Aleksandr Minayev

Personal information
- Full name: Aleksandr Alekseyevich Minayev
- Date of birth: 11 August 1954
- Place of birth: Zheleznodorozhny, Russian SFSR
- Date of death: 6 December 2018 (aged 64)
- Place of death: Moscow, Russia
- Height: 1.75 m (5 ft 9 in)
- Position: Midfielder

Youth career
- FC Spartak Moscow

Senior career*
- Years: Team / Apps / (Gls)
- 1972–1975: FC Spartak Moscow / 92 / (10)
- 1976–1984: FC Dynamo Moscow / 209 / (21)
- Total:  / 301 / (31)

International career
- 1976–1979: USSR / 22 / (4)

Managerial career
- 1985–1995: FC Dynamo Moscow (youth teams)
- 1996–1997: FC Dynamo-2 Moscow (assistant)
- 1998: FC Serpukhov (assistant)
- 2000: FC Stolitsa Moscow

= Aleksandr Minayev (footballer, born 1954) =

Russian footballer

Aleksandr Alekseyevich Minayev (Александр Алексеевич Минаев; 11 August 1954 – 6 December 2018) was a Russian football player and coach.

==Honours==
- Soviet Top League winner: 1976 (spring).
- Soviet Cup winner: 1977.
- Olympic bronze: 1976.
- European Under-23 Championship winner: 1976.

==International career==
Minayev made his debut for USSR on 20 March 1976 in a friendly match against Argentina.

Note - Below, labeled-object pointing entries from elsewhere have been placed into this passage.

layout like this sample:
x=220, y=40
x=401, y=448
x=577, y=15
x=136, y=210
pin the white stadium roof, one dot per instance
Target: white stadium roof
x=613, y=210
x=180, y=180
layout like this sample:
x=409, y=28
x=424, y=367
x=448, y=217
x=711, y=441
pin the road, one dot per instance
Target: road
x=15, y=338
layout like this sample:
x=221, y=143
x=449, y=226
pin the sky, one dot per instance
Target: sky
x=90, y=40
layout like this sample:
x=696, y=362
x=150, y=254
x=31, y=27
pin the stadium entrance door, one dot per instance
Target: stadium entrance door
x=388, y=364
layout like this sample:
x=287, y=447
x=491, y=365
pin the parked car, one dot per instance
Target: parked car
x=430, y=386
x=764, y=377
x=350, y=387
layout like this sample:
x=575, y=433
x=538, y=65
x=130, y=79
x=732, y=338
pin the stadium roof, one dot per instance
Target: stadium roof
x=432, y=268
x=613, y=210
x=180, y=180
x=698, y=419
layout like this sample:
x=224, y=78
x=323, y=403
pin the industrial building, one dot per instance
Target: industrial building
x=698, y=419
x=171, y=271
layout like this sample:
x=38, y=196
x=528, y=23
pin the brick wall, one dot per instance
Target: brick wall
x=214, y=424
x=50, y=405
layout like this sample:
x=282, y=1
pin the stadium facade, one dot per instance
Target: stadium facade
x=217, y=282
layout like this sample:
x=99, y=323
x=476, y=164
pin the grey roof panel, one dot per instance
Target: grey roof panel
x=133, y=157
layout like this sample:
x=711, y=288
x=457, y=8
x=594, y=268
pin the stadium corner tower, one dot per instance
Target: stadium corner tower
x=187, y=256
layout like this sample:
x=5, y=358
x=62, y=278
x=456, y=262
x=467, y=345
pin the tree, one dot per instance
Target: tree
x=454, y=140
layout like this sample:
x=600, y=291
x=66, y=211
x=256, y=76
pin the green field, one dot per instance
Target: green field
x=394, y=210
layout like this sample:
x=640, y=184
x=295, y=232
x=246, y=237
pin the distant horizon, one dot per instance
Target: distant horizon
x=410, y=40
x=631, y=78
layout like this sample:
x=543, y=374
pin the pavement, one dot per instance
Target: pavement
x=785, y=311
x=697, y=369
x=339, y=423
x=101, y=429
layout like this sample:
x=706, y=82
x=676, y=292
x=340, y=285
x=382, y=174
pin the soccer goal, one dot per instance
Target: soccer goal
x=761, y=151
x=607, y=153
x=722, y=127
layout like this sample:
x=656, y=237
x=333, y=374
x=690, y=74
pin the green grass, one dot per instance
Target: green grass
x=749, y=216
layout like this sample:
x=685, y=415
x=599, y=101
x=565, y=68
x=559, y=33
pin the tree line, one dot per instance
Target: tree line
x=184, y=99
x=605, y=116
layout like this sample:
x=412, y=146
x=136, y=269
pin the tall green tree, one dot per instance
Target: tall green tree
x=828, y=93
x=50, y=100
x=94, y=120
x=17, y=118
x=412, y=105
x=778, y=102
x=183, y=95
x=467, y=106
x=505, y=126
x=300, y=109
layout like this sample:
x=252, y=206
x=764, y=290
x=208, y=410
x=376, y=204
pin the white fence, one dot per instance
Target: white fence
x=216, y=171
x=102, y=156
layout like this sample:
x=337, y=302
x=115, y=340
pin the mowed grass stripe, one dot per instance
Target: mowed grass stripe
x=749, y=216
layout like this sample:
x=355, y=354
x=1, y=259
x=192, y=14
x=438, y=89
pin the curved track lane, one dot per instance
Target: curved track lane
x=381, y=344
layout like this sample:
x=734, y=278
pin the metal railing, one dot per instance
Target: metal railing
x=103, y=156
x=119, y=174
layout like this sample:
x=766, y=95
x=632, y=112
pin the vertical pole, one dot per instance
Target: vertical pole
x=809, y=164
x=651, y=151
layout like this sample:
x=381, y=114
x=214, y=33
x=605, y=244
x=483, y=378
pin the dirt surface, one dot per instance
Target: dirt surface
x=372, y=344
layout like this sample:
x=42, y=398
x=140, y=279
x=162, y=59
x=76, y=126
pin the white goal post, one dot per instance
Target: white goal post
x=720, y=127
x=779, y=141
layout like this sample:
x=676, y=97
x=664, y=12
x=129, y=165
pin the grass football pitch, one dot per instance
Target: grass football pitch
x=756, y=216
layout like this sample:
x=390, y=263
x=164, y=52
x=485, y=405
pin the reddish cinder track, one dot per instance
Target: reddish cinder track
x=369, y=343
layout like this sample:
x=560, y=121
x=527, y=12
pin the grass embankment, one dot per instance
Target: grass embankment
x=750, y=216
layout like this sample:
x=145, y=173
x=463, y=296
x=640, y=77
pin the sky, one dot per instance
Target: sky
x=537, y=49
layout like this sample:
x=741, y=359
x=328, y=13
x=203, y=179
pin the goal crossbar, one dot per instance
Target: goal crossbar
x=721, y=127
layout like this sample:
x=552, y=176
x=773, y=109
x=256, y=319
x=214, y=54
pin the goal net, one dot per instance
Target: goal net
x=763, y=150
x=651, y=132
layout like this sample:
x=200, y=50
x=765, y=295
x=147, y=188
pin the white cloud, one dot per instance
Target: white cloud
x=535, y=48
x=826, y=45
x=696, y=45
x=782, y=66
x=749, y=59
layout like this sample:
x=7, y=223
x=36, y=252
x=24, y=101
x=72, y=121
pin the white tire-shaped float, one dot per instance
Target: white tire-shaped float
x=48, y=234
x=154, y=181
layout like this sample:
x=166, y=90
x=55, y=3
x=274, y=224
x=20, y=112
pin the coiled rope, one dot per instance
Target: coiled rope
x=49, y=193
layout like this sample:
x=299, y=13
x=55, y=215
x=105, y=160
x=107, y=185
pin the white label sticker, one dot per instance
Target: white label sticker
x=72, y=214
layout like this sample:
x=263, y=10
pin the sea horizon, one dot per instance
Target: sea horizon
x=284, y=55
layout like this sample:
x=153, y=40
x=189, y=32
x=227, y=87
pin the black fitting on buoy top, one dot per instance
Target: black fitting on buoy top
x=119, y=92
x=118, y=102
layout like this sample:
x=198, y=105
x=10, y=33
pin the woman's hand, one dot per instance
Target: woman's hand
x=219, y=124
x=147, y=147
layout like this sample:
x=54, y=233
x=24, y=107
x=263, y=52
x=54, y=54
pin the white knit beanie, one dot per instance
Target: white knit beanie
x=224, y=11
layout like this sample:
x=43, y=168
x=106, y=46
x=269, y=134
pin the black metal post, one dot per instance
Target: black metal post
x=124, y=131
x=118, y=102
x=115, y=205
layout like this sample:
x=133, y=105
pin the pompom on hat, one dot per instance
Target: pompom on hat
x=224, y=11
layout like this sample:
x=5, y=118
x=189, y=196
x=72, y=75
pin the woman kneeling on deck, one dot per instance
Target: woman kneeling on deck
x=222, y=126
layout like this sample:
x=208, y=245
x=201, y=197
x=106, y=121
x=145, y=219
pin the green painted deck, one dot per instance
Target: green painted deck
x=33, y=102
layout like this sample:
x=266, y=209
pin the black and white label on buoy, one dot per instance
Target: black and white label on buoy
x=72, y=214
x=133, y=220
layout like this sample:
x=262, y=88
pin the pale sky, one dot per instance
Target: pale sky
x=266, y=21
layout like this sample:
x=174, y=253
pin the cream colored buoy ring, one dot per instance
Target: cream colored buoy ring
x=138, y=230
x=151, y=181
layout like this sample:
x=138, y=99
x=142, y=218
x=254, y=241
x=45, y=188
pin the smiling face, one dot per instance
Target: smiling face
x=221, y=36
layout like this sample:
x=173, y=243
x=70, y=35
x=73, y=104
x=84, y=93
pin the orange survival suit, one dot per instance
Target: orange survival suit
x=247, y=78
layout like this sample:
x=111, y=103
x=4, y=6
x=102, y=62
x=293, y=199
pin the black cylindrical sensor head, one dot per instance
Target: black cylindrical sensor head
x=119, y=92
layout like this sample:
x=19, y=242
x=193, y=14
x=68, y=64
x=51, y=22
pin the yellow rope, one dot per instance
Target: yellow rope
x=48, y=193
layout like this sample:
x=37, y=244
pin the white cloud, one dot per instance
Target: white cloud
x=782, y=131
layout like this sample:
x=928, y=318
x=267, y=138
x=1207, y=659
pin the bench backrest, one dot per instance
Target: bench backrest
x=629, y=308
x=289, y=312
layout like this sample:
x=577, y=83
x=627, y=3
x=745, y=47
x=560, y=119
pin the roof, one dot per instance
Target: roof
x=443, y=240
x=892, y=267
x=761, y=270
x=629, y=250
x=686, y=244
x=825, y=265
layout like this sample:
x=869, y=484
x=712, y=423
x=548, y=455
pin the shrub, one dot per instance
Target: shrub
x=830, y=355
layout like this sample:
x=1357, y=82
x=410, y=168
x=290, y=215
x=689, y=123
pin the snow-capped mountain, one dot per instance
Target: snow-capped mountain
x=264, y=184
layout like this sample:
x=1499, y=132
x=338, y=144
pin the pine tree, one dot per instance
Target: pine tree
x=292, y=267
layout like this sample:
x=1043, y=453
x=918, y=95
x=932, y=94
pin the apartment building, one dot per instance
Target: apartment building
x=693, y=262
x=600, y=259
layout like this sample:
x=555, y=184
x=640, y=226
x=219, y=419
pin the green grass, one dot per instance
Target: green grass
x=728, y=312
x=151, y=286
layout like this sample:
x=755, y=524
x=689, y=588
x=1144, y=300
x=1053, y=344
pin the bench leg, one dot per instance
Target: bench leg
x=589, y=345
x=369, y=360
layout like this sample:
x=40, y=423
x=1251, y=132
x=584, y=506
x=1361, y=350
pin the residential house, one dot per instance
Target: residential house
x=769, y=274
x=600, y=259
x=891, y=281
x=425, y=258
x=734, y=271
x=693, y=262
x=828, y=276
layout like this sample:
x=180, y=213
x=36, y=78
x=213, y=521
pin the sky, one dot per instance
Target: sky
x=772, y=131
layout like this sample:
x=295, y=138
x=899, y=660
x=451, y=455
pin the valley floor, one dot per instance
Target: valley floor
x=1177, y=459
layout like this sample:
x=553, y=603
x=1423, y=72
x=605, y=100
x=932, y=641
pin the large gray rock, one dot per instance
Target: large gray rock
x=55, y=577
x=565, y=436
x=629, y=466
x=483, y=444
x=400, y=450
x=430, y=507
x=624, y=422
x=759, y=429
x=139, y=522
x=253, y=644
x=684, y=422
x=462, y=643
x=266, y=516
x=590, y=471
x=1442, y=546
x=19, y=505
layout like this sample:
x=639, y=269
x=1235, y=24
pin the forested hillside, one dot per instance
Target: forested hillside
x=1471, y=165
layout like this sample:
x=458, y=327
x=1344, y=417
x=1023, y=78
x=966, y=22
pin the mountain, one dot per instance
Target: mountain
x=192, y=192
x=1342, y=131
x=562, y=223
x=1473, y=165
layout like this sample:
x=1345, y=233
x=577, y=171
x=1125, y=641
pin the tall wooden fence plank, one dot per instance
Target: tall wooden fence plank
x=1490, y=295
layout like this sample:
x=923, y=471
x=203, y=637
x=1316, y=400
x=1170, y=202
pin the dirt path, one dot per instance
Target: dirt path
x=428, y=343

He played in the quarterfinals of the UEFA Euro 1976 and participated in the qualifiers for the 1978 FIFA World Cup; however, the USSR did not qualify for the final tournament in either competition.

==Personal life==
In the first half of the 1980s, he was in a long-term relationship with actress Natalya Gundareva.